UPDATE
According to Ohio U.S. Senator Sherrod Brown, 900,000 Ohioans might lose healthcare if the newly passed AHCA ever gets implement in the form passed on May 4th. Moveover, Brown claims some 200,000 Ohio could lose opoid addition coverage.
Extrapolating from Brown's numbers (proportionalizing Stark's population to Ohio's total), if accurate, do these numbers transpose into:
- a little over 5,000 Stark Countians possibly losing health care coverage in general, and
- 1,100 losing coverage for opoid addiction?
Also voting "yes" with Gibbs and 216 others was current 16th District congressman and Republican Jim Renacci who is abandoning his seat to run for governor of Ohio.
The question is whether or not, when it comes to the 2018 elections, either will suffer a lethal political fate as a consequence of having voted for the ACHA/Trumpcare.
Here is a revisitation of a October 6, 2010 Stark County Political Report video of Renacci lambasting then-incumbent-congressman John Boccieri 16th Ohio Congressional District on the Affordable Care Act (ACA)/Obamacare which district, at that time, included all of Stark County.
The ACA/Obamacare became law on March 23, 2010 (presidential signing date) having passed the U.S. House on March 21, 2010 (219 yes, 212 no; agreeing to Senate amendment) and the U.S. Senate on December 24, 2009 (60 yes, 39 no).
In the House's March vote, Boccieri who claimed to be "sitting on the fence" (he originally voted no on a key vote on legislation) on the healthcare proposal in the lead up to the final vote, was deemed to be a critical vote in the ACA/Obamacare passage.
As the SCPR video of a Boccieri/Renacci debate shows, Renacci worked Boccieri over big time on having voted for the ACA/Obamacare.
I think that Renacci did such a masterful job on Boccieri and his support of ACA/Obamacare that his effort is a large part of the reason he defeated the incumbent congressman.
A dramatic turnaround from 2008 when Boccieri defeated Stark Countian Kirk Schuring in succeeding long time 16th District Republican congressman Ralph Regula.
In a poll taken about one year later, numbers indicate that only about 41% of voters approved of Obamacare.
A recent poll shows that perhaps as many of 61% of voting Americans support the ACA/Obamacare.
The U.S. Senate now takes up the AHCA/Trumpcare and most political analysts think that the House version will never see the light of day and that the ACA/Obamacare in some form will live on.
In fact, one conservative analyst has gone so far to say that within seven (7) years, a single payer system will become the law of America on health care.
All of which raises the question as posed above.
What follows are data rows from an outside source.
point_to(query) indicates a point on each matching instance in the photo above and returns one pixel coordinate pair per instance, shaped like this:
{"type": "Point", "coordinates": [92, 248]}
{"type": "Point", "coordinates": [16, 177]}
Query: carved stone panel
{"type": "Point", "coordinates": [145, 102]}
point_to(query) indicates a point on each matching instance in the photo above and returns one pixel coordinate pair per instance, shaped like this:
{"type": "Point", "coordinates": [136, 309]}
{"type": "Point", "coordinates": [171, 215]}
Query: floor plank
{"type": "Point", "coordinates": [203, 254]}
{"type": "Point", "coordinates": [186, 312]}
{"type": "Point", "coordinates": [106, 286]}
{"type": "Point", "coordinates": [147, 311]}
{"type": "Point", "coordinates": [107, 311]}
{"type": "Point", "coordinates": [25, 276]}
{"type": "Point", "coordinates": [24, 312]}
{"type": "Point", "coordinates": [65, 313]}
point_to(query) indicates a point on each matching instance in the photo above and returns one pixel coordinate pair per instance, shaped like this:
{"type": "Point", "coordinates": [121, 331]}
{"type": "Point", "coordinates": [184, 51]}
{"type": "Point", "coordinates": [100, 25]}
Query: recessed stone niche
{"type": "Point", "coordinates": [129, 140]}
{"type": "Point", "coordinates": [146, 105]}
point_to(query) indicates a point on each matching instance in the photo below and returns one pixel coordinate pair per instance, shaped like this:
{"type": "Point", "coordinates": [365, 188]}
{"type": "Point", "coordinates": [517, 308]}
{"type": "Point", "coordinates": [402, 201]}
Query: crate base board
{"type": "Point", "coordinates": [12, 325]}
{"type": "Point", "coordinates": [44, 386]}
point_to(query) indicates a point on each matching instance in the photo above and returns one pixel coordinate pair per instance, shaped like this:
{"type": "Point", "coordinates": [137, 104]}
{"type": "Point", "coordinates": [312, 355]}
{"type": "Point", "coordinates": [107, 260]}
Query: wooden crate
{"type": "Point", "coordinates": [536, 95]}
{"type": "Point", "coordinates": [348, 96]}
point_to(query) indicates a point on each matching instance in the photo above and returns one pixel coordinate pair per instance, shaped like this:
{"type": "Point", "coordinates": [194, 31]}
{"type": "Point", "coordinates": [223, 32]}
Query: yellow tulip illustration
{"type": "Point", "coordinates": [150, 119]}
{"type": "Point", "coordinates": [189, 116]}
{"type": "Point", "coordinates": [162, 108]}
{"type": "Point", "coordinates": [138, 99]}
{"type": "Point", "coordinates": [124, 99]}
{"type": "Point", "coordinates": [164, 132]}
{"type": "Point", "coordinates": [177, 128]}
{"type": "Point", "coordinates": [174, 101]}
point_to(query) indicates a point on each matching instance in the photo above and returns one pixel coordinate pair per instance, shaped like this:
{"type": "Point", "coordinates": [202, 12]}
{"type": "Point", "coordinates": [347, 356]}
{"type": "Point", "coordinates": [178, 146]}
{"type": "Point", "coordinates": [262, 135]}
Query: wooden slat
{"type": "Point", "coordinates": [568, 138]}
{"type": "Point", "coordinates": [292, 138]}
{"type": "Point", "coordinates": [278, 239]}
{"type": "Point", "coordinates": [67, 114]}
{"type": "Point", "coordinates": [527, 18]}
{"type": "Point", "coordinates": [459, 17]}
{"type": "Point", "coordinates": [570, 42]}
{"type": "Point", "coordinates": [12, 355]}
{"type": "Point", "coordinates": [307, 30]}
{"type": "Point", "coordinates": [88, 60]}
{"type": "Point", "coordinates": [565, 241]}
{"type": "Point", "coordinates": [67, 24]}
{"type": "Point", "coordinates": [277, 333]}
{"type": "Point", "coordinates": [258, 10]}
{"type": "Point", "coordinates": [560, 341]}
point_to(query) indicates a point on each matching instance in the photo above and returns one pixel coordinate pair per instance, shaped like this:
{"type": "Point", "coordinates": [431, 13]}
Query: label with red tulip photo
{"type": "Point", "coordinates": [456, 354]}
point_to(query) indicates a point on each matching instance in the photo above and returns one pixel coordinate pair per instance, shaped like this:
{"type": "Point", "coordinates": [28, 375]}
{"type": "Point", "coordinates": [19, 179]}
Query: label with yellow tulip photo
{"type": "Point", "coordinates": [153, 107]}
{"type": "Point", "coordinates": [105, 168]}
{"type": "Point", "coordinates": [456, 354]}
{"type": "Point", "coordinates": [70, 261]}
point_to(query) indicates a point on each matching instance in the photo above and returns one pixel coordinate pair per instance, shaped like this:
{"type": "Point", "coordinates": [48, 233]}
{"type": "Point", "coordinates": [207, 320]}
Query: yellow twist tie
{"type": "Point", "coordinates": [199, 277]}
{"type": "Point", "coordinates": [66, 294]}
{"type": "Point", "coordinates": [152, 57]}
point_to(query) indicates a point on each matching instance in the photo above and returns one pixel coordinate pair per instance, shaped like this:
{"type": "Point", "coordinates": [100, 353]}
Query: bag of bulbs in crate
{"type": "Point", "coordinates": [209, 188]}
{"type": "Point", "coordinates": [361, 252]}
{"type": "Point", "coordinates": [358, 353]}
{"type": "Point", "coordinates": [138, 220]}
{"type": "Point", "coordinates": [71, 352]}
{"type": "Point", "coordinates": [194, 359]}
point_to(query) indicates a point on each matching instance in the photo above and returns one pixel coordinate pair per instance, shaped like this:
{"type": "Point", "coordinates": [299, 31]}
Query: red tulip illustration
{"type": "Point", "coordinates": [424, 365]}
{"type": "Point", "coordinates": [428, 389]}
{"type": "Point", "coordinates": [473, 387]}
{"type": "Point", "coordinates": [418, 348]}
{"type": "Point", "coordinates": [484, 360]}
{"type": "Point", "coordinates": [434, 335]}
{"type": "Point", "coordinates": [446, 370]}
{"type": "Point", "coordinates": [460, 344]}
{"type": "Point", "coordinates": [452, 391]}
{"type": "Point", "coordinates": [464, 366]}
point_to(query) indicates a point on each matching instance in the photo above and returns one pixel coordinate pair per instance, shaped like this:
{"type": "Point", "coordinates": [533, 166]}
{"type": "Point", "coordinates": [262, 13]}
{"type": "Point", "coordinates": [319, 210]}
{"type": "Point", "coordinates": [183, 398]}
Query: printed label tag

Will Gibbs, Renacci and other locally connected politicians (e.g. Christina Hagan who is running to succeed Renacci in the 16th congressional district) have the political ambitions dashed because of favoring the AHCA/Trumpcare?
An Akron Beacon Journal editorial already is putting Renacci on the spot in an editorial post-passage of the AHCA/Trump care.
If such a turn occurs, then Stark County will have experienced political irony in spades.